Budget season for the 2011 fiscal year is beginning, and most on Capitol Hill agree that, politically, Democrats can't write in a budget line for ACORN, but they could create federal grant funding that is specifically tailored for an organization like ACORN. The Government Accountability Office-the federal government's internal investigation unit-is in the midst of scrutinizing ACORN and should release the results of its investigation within a few months, which will have a major impact on ACORN's future funding.
"They have weathered a lot of controversies in the past," said Hans von Spakovsky, senior legal fellow at the Heritage Foundation, who has been tracking ACORN's federal funding. "I think of ACORN like Count Dracula-I'll believe they're no longer in existence when a stake is driven through their heart."

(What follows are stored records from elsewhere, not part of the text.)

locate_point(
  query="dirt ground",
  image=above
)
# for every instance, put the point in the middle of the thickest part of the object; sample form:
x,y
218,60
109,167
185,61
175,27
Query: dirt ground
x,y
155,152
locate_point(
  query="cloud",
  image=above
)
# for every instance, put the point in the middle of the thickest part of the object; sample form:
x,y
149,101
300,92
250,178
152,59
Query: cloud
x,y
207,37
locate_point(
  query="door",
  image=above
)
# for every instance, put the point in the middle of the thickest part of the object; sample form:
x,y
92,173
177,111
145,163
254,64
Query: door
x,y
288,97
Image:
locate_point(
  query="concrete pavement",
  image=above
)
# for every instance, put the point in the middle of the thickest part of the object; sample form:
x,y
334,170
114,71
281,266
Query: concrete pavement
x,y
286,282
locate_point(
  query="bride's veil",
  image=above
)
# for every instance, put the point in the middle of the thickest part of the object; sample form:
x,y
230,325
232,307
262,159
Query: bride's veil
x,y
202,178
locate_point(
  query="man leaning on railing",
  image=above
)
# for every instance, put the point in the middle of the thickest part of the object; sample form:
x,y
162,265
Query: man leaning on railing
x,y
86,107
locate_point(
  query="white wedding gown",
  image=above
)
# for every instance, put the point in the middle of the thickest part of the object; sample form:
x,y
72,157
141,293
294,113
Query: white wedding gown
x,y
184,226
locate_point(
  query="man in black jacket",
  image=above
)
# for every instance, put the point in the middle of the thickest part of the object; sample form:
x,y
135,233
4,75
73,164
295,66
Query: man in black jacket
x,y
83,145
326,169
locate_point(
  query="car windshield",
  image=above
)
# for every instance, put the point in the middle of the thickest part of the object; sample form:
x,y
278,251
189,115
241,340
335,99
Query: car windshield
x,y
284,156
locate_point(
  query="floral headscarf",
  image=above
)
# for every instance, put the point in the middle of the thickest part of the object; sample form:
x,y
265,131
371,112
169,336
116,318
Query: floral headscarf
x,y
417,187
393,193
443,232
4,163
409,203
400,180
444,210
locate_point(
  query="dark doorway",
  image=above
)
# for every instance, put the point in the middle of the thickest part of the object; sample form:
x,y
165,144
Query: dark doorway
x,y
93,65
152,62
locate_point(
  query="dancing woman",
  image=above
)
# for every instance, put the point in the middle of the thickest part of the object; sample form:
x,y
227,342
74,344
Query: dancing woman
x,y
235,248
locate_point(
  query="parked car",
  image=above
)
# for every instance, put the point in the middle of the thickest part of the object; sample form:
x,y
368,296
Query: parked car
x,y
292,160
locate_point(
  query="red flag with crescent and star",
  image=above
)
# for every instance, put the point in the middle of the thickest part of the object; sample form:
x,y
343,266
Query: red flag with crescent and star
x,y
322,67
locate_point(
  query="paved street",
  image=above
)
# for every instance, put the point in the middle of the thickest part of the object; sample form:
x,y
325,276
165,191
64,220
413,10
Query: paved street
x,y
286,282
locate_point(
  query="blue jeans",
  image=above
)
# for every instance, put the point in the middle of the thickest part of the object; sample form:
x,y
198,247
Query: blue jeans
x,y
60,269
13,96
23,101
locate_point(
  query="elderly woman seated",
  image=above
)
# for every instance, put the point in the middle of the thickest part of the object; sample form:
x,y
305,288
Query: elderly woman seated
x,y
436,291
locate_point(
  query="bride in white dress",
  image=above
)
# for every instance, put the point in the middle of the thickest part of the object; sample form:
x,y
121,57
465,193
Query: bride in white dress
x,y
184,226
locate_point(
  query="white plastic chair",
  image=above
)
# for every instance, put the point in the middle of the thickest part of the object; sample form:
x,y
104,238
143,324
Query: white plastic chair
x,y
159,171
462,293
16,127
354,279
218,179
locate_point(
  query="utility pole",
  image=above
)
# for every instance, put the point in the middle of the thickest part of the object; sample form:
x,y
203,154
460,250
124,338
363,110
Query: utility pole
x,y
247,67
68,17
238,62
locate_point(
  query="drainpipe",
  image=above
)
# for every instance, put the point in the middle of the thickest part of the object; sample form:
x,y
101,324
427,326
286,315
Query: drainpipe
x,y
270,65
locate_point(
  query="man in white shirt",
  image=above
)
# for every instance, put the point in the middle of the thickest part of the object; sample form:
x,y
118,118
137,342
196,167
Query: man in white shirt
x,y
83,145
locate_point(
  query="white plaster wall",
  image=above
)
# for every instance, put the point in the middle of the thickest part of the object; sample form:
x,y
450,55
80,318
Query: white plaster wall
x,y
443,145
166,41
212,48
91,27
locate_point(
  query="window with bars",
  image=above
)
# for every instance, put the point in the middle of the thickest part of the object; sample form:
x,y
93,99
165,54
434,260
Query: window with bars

ACORN California, whose 48,000 members comprise a full eighth of the national organization, is breaking out on its own and changing its name after the national group's reputation has become increasingly tarred.
The new nonprofit, Alliance of Californians for Community Empowerment, or ACCE, will keep all of the personnel and duties of ACORN California, but it is severing all financial and legal ties to the national group. ACCE filed for nonprofit status in January and intends to meet its budget by tapping state grants and local donors.
Executive director Amy Schur of ACORN California-and now of ACCE-scoffed at the "vicious, politically motivated attacks" on the national group, referring to the unflattering undercover videos of ACORN employees, but in the same breath said "very real internal mistakes have been made."
"We very much hope that ACORN makes it through this challenging time, but unfortunately, California's low- and moderate-income working families can't wait for that to happen," she said in a statement.
The loss of ACORN's California members means ACORN also loses their dues. While that doesn't constitute huge money, it adds to the organization's financial straits, especially if Congress moves to deny funding to the organization for this upcoming fiscal year as it did last year.